Doch die Anhänger der Prionen-Hypothese müssen sich mit einer weiteren harten Nuss herumplagen: Wenn BSE die Ursache der neuen Variante der Creutzfeldt-Jakob-Krankheit ist, dann müssen Prionen die Artschranke vom Rind zum Menschen überwinden können. Aber im Labor sträuben sich Prionen hartnäckig, über Artbarrieren zu springen. So auch bei den beiden Hefearten Saccharomyces cerevisiae und Candida albicans: Hier gibt es ein Protein namens Sup35, das prionenartiges Verhalten zeigen kann – allerdings ohne tödliche Konsequenzen für den Pilz. Dabei bildet Sup35 sich selbst vermehrende Fasern, welche die normale Proteinform in die Prionenform umwandeln. Dies geschieht jedoch nur innerhalb einer Art; eine gegenseitige Infektion zwischen den beiden Pilzarten funktioniert nicht.

Um diese Artgrenze auszutricksen, bauten Peter Chien und Jonathan Weissman vom Howard Hughes Medical Institute der University of California in San Francisco aus den Sup35-Proteinen der beiden Hefearten ein Hybridprion, zusammengesetzt aus jeweils einem Abschnitt von Saccharomyces cerevisiae sowie Candida albicans. Dann ließen die Forscher ihr künstliches Chimären-Protein auf die Sup35-Proteine der beiden Arten los.

"Wir fanden heraus, dass diese Chimäre promiskuitiv ist", erzählt Weissman. "Das heißt, es konnte von beiden Hefearten in die Prionenform umgewandelt werden und so die Artbarriere überschreiten." Doch die Wissenschaftler waren noch viel überraschter, als sie entdeckten, dass ihre Chimäre, einmal in einer Hefeart etabliert, nur noch für diese infektiös war und nicht für die andere Art.

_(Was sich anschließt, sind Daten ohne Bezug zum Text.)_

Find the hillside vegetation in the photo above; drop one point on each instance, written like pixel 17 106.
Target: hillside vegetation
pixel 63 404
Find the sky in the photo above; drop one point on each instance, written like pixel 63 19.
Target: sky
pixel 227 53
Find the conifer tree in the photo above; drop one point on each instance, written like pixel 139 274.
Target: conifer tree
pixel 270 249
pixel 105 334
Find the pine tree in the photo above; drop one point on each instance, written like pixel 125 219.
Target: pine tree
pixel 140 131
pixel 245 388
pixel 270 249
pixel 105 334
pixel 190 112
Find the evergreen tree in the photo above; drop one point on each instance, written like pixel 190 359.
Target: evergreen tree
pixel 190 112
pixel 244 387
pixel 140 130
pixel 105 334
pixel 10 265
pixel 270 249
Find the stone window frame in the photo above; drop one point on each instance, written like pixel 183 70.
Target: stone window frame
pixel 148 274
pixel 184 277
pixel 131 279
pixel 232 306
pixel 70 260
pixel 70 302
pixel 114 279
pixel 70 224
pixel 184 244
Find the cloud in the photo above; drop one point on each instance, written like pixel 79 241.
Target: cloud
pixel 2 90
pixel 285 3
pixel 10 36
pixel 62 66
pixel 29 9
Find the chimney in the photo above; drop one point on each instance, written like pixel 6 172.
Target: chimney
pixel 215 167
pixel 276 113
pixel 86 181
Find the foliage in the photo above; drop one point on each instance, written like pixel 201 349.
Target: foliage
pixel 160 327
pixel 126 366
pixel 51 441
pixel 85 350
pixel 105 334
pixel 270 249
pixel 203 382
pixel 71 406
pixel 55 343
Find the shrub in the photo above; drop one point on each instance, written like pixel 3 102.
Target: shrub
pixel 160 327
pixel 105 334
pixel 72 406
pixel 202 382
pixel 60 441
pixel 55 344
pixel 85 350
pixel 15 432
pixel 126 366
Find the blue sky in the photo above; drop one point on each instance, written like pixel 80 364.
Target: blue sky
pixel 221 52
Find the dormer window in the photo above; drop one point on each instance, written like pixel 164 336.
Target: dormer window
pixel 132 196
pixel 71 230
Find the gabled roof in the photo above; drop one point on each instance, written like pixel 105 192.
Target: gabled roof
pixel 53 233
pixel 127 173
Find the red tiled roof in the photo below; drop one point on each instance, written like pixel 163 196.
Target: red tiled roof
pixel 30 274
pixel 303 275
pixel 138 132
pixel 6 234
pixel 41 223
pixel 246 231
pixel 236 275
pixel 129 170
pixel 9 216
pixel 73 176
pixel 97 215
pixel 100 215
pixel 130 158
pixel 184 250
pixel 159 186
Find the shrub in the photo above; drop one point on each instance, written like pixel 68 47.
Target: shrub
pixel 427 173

Weissman und Chien glauben, dass jeweils nur eine bestimmte Konformation des Prions für eine Hefeart infektiös ist. Das Chimären-Prion ist jedoch in der Lage, beide Konformationen einzunehmen und kann deshalb die Artschranke überwinden. Das erklärt auch die unterschiedlich infektiösen Prionenstämme. Die beiden Forscher gehen davon aus, dass Artbarriere und Prionenstämme zwei Seiten einer Medaille sind: Durch die Aminoäuresequenz eines Prions ist das Spektrum der möglichen Konformationen und damit von unterschiedlichen Stämmen festgelegt. Ein bestimmter Stamm kann wiederum nur die Art infizieren, die für diese Konformation kompatibel ist.

Ihr Ergebnis hat, laut Weissman, eine beunruhigende Konsequenz: "Wir können uns nicht damit trösten, dass das Rinder-Prion eine andere Sequenz als das menschliche Prion hat, denn sobald das Rinder-Prion eine für den Menschen ansteckende Konformation einnimmt, wird es durch die Artbarriere nicht mehr aufgehalten." Eine Einschätzung, die von Susan Liebman von der University of Illinois in Chicago geteilt wird: "Es ist an der Zeit, die bestürzende Möglichkeit zu bedenken, dass gewisse Rinder-Prion-Formen eine ausgeprägte Fähigkeit besitzen, die Artbarriere zum Menschen zu überschreiten."